PS: Before I read everyline, I replace a character and save the file.txt to file.txt.tmp. I then read this file to get file_new.txt. I don't know if it causes any problem to the original file encoding.
f1 = codecs.open(tsvpath, 'rb',encoding='iso-8859-1')
f2 = codecs.open(tsvpath + '.tmp', 'wb',encoding='utf8')
for line in f1:
f2.write(line.replace('\"', '\''))
f1.close()
f2.close()
In the below example, I've utf-8 encoded persian data which is right but the other non-enlgish text is coming out to be in "question marks". This is precisely my problem.
Example : Removed.
Welcome to the wonderful world of unicode and windows. I've found this site very helpful in understanding what is going wrong with my strings http://www.i18nqa.com/debug/utf8-debug.html. The other thing you need is a hex editor like HxD. There are many places where things can go wrong. For example, if you are viewing your files in a text editor - it may be trying to be helpful and is silently changing your encoding.
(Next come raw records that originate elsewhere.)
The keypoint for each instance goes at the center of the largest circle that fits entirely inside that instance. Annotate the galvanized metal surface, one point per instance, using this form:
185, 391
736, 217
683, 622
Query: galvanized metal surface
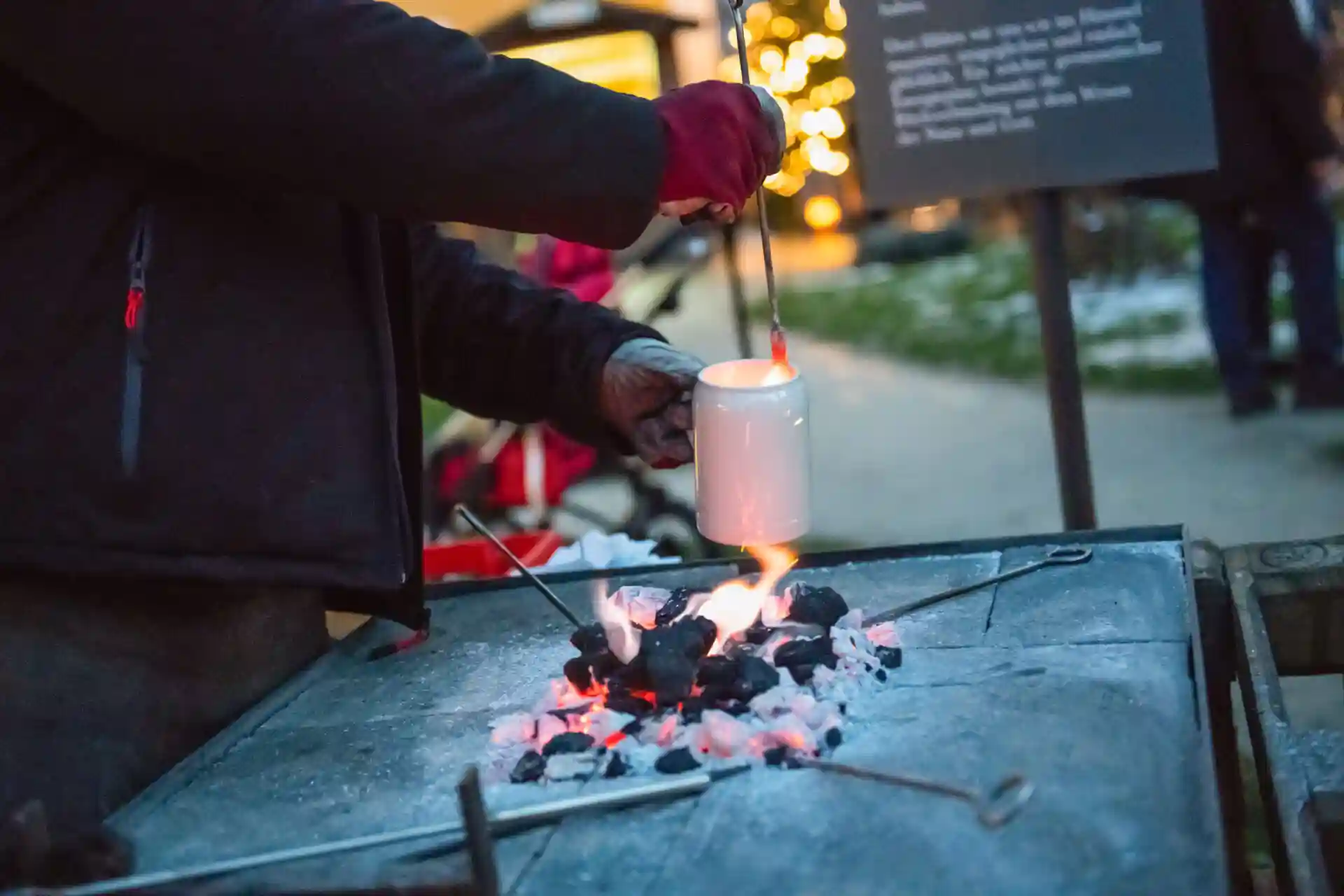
1078, 678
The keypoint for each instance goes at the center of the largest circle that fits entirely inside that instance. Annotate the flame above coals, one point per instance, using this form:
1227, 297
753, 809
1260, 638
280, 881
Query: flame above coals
737, 673
733, 608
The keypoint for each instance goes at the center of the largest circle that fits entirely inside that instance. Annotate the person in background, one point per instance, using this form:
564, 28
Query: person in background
222, 301
1277, 160
1317, 24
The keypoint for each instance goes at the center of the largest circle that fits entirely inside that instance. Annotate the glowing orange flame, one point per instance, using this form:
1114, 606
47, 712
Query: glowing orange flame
778, 375
734, 606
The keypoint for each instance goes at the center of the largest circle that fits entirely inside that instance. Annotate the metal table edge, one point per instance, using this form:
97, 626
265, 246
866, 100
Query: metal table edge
1294, 839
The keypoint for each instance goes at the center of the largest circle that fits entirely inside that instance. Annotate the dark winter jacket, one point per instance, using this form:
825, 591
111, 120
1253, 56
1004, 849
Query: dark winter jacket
217, 312
1268, 106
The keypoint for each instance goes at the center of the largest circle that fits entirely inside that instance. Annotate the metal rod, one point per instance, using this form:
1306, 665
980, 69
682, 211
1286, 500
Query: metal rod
776, 328
1002, 805
500, 825
737, 292
1058, 556
1063, 381
518, 564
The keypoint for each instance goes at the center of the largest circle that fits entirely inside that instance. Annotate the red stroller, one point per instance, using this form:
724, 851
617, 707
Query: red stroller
504, 472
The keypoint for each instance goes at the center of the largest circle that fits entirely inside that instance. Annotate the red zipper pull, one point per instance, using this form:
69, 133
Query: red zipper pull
134, 301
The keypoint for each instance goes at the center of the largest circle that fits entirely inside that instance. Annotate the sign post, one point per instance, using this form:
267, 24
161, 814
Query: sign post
977, 97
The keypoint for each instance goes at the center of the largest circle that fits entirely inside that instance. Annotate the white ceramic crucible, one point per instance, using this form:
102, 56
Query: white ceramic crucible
753, 465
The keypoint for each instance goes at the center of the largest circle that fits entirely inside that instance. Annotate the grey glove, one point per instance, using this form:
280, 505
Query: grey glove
645, 397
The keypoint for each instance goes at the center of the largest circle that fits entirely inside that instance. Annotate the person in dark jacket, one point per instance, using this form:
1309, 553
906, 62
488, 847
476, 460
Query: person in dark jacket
222, 298
1277, 158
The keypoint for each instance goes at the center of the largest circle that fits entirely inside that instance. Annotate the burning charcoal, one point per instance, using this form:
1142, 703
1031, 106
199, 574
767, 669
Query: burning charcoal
802, 675
816, 606
589, 640
604, 664
692, 708
631, 678
806, 653
569, 742
675, 606
717, 671
528, 769
756, 676
617, 767
569, 713
580, 673
757, 634
672, 678
890, 657
629, 704
676, 762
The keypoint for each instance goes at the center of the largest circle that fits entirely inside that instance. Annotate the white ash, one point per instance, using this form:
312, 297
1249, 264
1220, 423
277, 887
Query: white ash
790, 715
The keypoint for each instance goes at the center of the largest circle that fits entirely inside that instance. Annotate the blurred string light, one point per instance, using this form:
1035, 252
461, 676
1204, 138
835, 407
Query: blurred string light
796, 50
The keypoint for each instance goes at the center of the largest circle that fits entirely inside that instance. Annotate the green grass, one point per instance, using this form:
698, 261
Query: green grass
956, 314
433, 414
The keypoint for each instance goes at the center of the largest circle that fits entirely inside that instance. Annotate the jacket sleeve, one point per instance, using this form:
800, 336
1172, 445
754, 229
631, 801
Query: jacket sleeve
499, 346
353, 99
1288, 71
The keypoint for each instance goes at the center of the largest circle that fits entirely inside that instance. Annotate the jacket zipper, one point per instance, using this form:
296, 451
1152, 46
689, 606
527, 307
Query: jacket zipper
134, 320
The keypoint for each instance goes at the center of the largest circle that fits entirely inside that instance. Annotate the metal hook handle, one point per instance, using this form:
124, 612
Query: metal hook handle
1004, 801
1068, 556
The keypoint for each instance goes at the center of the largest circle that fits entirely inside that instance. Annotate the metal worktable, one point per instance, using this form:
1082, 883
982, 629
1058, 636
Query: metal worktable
1081, 678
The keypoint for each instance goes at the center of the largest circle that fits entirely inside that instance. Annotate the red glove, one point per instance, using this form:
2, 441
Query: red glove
722, 141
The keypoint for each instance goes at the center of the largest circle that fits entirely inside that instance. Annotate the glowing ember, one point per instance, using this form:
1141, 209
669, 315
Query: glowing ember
622, 634
778, 375
734, 606
656, 688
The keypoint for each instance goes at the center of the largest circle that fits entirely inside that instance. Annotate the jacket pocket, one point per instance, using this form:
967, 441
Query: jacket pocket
136, 317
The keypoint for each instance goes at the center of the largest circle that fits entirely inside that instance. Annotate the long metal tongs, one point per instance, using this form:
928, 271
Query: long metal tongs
778, 349
500, 824
1056, 558
993, 809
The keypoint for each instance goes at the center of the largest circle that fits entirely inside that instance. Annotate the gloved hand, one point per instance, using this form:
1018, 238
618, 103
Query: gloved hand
647, 398
722, 141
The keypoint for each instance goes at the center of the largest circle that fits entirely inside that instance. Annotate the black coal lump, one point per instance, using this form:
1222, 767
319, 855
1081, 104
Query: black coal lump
604, 664
756, 676
580, 673
589, 640
629, 704
692, 710
676, 762
803, 675
530, 767
890, 657
569, 742
673, 608
672, 678
806, 652
816, 606
717, 671
616, 767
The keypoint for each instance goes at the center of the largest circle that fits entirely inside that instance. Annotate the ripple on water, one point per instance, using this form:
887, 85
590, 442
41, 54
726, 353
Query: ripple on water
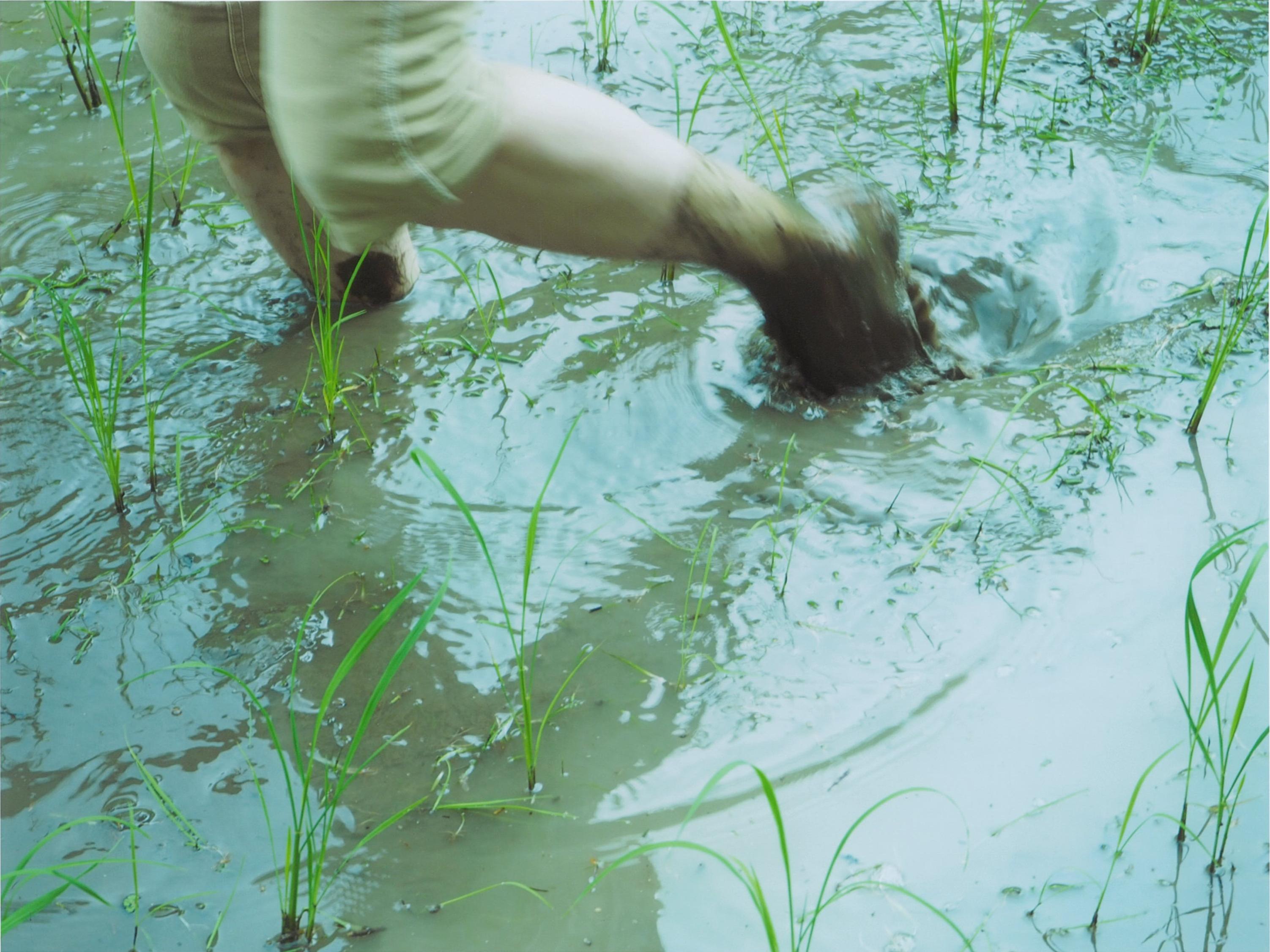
35, 227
Start with your original data, view it in HxD and see what the encoding is. View your results in Hxd and see if the changes you expect are being made. Repeat through the steps in your process.
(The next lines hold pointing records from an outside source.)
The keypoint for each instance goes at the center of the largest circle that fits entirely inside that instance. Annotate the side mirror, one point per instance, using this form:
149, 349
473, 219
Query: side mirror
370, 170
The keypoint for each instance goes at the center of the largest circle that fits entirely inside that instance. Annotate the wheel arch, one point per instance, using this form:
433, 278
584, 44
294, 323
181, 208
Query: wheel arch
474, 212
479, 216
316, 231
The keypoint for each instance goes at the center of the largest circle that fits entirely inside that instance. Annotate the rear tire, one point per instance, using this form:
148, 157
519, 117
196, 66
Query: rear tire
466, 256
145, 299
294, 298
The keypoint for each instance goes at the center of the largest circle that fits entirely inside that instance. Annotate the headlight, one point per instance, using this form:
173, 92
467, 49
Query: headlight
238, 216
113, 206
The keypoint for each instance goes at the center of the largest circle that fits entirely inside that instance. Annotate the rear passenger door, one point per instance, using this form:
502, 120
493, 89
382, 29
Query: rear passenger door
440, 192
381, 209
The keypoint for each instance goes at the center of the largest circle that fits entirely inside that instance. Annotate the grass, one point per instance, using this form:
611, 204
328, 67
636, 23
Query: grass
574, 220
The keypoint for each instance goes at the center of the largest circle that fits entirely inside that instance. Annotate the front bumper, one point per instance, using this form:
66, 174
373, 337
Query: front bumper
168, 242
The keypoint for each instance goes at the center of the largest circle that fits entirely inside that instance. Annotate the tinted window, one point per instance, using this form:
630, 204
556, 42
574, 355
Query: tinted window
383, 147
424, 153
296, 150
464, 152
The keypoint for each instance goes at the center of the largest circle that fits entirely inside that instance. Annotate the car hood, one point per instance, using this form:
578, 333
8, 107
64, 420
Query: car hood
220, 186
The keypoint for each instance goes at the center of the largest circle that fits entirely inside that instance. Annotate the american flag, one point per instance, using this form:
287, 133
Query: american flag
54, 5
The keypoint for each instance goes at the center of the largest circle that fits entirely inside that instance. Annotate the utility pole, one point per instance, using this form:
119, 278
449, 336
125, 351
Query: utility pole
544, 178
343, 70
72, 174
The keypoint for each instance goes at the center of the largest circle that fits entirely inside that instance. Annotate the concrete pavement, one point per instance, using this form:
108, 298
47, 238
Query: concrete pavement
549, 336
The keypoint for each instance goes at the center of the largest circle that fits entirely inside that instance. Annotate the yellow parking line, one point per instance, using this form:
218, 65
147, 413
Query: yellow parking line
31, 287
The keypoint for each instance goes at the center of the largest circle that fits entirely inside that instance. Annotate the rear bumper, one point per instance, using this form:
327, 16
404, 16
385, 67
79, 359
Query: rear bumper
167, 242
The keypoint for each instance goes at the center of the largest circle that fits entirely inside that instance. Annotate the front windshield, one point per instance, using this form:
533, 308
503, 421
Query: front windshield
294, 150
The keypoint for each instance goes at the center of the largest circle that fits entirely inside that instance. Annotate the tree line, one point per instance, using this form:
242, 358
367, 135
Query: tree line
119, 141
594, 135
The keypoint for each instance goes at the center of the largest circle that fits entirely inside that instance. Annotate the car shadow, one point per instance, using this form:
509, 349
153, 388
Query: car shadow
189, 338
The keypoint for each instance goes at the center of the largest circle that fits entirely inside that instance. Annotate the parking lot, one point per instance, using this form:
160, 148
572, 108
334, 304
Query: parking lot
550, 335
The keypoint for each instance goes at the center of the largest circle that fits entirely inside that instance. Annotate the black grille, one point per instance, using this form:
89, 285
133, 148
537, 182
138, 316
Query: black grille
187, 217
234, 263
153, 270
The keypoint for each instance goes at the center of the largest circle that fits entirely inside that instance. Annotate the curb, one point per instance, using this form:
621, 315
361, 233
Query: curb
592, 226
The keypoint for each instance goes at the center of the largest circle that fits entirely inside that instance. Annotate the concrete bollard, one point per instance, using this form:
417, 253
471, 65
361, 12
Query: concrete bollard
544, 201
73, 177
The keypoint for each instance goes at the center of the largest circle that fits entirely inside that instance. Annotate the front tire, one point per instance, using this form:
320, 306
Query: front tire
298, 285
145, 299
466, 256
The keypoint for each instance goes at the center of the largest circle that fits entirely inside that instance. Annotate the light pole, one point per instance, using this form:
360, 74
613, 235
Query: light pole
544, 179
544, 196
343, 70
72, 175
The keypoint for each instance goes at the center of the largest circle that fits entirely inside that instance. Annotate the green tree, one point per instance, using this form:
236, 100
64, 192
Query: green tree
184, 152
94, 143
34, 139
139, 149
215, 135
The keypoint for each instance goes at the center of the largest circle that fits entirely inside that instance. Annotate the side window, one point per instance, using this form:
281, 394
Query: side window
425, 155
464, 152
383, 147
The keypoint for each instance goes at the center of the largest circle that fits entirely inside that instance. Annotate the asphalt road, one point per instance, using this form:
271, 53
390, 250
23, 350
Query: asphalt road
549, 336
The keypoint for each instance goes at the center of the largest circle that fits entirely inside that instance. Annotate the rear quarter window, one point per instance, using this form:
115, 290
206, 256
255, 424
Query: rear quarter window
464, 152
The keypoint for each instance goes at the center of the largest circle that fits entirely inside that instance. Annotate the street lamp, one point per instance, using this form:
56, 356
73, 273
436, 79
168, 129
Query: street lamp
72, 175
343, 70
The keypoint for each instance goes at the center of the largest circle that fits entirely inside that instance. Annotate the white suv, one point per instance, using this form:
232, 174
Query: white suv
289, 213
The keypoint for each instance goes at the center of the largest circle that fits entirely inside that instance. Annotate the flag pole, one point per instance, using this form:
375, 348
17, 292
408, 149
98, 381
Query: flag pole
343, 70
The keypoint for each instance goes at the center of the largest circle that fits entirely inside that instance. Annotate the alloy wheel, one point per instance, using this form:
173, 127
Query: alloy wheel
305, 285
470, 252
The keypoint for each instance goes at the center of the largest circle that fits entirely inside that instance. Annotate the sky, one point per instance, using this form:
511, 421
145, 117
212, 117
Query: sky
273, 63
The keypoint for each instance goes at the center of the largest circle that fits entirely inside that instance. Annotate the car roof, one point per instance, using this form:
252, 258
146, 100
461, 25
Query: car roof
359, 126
Without your full code and sample data, its hard to say where the problem is. My guess is your replacing the double quote with single quote on binary files is the culprit.
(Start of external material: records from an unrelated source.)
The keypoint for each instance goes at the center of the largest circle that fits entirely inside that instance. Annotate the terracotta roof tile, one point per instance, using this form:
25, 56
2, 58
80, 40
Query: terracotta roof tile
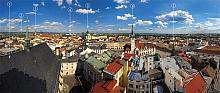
196, 85
114, 67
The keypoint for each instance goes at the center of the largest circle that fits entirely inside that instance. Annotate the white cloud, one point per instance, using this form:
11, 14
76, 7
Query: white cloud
63, 7
85, 11
77, 3
121, 1
141, 22
30, 13
36, 5
124, 29
51, 25
125, 17
179, 16
210, 24
11, 20
107, 8
59, 2
161, 24
42, 3
69, 2
121, 6
144, 1
122, 18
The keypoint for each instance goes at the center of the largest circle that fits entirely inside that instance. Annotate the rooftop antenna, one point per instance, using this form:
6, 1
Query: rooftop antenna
132, 30
132, 14
21, 17
35, 9
173, 5
70, 10
9, 4
87, 5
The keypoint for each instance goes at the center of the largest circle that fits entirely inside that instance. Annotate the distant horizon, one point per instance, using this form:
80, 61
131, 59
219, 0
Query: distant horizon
112, 16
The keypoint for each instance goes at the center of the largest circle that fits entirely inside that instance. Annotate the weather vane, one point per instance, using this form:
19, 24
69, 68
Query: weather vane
173, 5
70, 10
35, 9
21, 15
9, 4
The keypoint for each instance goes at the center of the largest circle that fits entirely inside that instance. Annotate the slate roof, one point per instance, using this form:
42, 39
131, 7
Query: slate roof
39, 62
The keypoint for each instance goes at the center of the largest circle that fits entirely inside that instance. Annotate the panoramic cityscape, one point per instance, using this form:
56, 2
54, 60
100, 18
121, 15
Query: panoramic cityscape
109, 46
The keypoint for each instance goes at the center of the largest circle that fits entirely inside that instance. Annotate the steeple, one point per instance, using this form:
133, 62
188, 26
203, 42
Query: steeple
27, 40
132, 40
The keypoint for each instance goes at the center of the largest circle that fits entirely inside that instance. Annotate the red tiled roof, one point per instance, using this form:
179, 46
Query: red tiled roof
128, 55
46, 35
117, 89
196, 85
104, 86
209, 50
140, 45
129, 63
209, 71
184, 56
114, 67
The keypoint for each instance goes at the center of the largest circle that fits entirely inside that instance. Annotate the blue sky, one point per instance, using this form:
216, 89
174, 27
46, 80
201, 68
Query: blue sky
150, 16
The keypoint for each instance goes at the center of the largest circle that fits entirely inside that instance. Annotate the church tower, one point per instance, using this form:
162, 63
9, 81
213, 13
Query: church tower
27, 40
132, 36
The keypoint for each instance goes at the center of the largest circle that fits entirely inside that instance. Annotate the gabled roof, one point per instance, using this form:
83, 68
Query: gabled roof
39, 62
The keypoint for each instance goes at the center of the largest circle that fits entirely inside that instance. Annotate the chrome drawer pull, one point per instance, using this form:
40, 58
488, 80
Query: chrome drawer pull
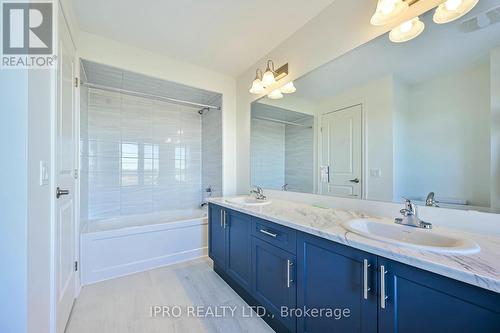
383, 296
289, 265
365, 278
265, 232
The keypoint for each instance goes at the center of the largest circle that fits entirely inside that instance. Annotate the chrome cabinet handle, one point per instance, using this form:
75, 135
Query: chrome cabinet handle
289, 265
265, 232
383, 296
365, 279
60, 192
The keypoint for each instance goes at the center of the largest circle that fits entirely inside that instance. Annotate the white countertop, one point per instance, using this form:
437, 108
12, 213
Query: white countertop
480, 269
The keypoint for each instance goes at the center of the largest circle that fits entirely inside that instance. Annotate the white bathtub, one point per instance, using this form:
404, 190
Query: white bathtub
119, 246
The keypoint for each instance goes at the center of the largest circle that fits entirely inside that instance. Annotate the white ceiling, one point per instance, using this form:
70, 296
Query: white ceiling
440, 49
224, 35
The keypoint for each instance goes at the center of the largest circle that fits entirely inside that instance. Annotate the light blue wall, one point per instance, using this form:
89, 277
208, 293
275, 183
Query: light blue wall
13, 200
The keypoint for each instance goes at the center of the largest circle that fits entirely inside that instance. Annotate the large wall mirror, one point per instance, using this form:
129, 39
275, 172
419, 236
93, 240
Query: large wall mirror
390, 120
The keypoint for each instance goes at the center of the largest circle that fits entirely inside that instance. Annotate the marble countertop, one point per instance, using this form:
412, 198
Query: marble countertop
481, 269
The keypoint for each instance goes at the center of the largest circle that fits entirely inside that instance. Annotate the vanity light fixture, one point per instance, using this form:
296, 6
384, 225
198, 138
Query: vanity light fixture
270, 77
387, 10
288, 88
275, 94
452, 10
257, 86
407, 30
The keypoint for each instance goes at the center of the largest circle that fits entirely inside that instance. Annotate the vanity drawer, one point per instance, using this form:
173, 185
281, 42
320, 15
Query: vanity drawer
274, 234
Also check out The Absolute Minimum Every Software Developer Absolutely, Positively Must Know About Unicode and Character Sets (No Excuses!)
by Joel Spolsky
Try this instead:
line = line.decode('ISO-8859-1').encode('utf-8-sig')
From the docs:
As UTF-8 is an 8-bit encoding no BOM is required and any U+FEFF
character in the decoded string (even if it’s the first character) is
treated as a ZERO WIDTH NO-BREAK SPACE.
Without external information it’s impossible to reliably determine
which encoding was used for encoding a string. Each charmap encoding
can decode any random byte sequence. However that’s not possible with
UTF-8, as UTF-8 byte sequences have a structure that doesn’t allow
arbitrary byte sequences. To increase the reliability with which a
UTF-8 encoding can be detected, Microsoft invented a variant of UTF-8
(that Python 2.5 calls "utf-8-sig") for its Notepad program: Before
any of the Unicode characters is written to the file, a UTF-8 encoded
BOM (which looks like this as a byte sequence: 0xef, 0xbb, 0xbf) is
written. As it’s rather improbable that any charmap encoded file
starts with these byte values (which would e.g. map to
LATIN SMALL LETTER I WITH DIAERESIS RIGHT-POINTING DOUBLE ANGLE
QUOTATION MARK INVERTED QUESTION MARK in iso-8859-1), this increases
the probability that a utf-8-sig encoding can be correctly guessed
from the byte sequence. So here the BOM is not used to be able to
determine the byte order used for generating the byte sequence, but as
a signature that helps in guessing the encoding. On encoding the
utf-8-sig codec will write 0xef, 0xbb, 0xbf as the first three bytes
to the file. On decoding utf-8-sig will skip those three bytes if they
appear as the first three bytes in the file. In UTF-8, the use of the
BOM is discouraged and should generally be avoided.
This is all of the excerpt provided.